Il fallait qu’il vécût et revécût sur la toile le sujet qu’il devenait lui-même et qui se transformait en objet de cette toile. Il se rendait volontairement vulnérable. Il ne pouvait répondre à l’identité picturale que par la répétition, le transfert émotionnel de Beyrouth à Paris, un questionnement du moi qu’il ne parvenait pas à alléger. Il a voulu, en quelque sorte, passer d’un tragique intérieur que toutes les formes du monde exprimaient par la couleur, à un monde extérieur où, formes et couleurs se donnant plus volontiers, la liberté semblait donnée de surcroît.

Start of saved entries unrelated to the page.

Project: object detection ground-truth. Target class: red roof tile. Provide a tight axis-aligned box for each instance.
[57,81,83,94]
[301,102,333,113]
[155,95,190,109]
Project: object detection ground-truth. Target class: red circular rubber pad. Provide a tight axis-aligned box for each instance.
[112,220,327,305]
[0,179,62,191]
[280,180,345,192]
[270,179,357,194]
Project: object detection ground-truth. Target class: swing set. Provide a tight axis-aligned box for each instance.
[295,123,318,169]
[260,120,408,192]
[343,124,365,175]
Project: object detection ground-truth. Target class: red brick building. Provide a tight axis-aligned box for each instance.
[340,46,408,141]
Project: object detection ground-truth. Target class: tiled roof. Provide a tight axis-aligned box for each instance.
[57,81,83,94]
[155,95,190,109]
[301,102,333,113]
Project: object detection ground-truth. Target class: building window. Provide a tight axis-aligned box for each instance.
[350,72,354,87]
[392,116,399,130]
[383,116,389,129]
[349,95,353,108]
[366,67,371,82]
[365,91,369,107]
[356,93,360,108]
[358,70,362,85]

Sa dérive solitaire semblait faire tout tourner au drame ; plus jouait le désir d’identification, et plus il paraissait se désidentifier, plus s’émoussait l’émotion première ; elle ne subsistait plus que dans la touche, le travail pictural même. Sa période abstraite n’a été – on le constate de façon frappante – qu’une crise du réel. Il fallut découper, pour les encadrer, les parties peintes de toiles qu’il ne pouvait mener à leur terme. Mais il serait injuste de lui faire le reproche de n’avoir pas suivi le courant de l’abstraction. Il avait une passion pour Kandinsky et Pollock et possédait l’inébranlable conviction qu’une peinture devait être absolument soutenue par un homme.

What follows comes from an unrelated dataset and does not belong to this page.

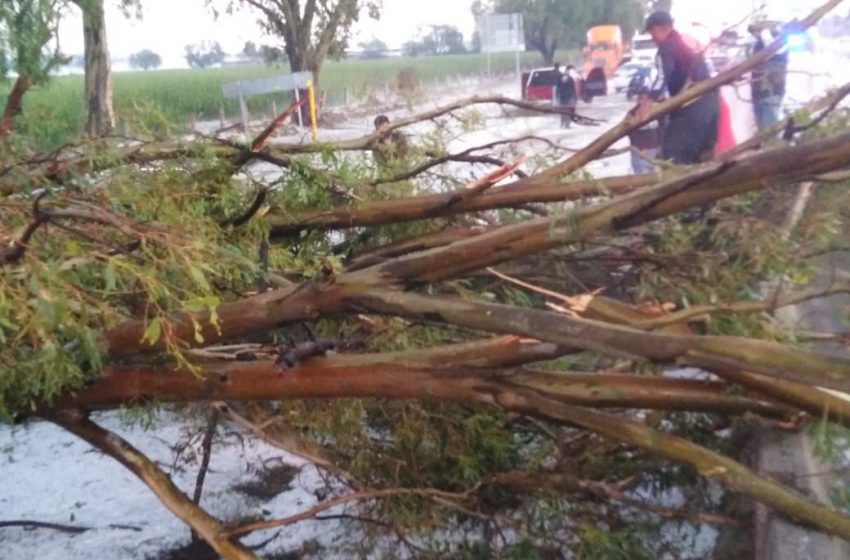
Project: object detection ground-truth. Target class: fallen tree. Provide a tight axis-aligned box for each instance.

On a parfois le sentiment qu’Aouad n’a pas pu cultiver son autonomie pour toute une série de raisons – atelier trop exigu, toiles de petites dimensions ou harcèlement de la misère. L’homme qui toussait et crachait le sang dans son atelier de la rue des Haies n’était pas un artiste maudit. Mais il peignait le souvenir d’un monde où la couleur n’était plus, comme un aveugle qui titube dans le noir.
Avec Aouad s’acheva, pour la peinture libanaise, le temps où il était possible de peindre dans l’innocence et de se croire délivré du monde par la couleur. Il marqua aussi la fin de la possibilité d’une lecture romantique de cette peinture. Du même coup, il inaugurait, pour sa génération, toutes les possibilités de la réussite, et dessinait les limites de l’échec dans le dialogue avec Paris, face au piège que tend une ville à tel point soucieuse des apparences qu’elle finit par faire oublier l’essentiel. Mais lui, précisément, voulait aller à l’essentiel en se fiant aux apparences. Quand il comprit que la peinture ne relevait que de la peinture, il était déjà malade, et ses forces amoindries ne lui permettaient plus que de saisir une chose : les formes du monde les plus incompréhensibles n’avaient pas à être comprises. Peindre : vieille lutte pour la durée, pour apprendre à vieillir.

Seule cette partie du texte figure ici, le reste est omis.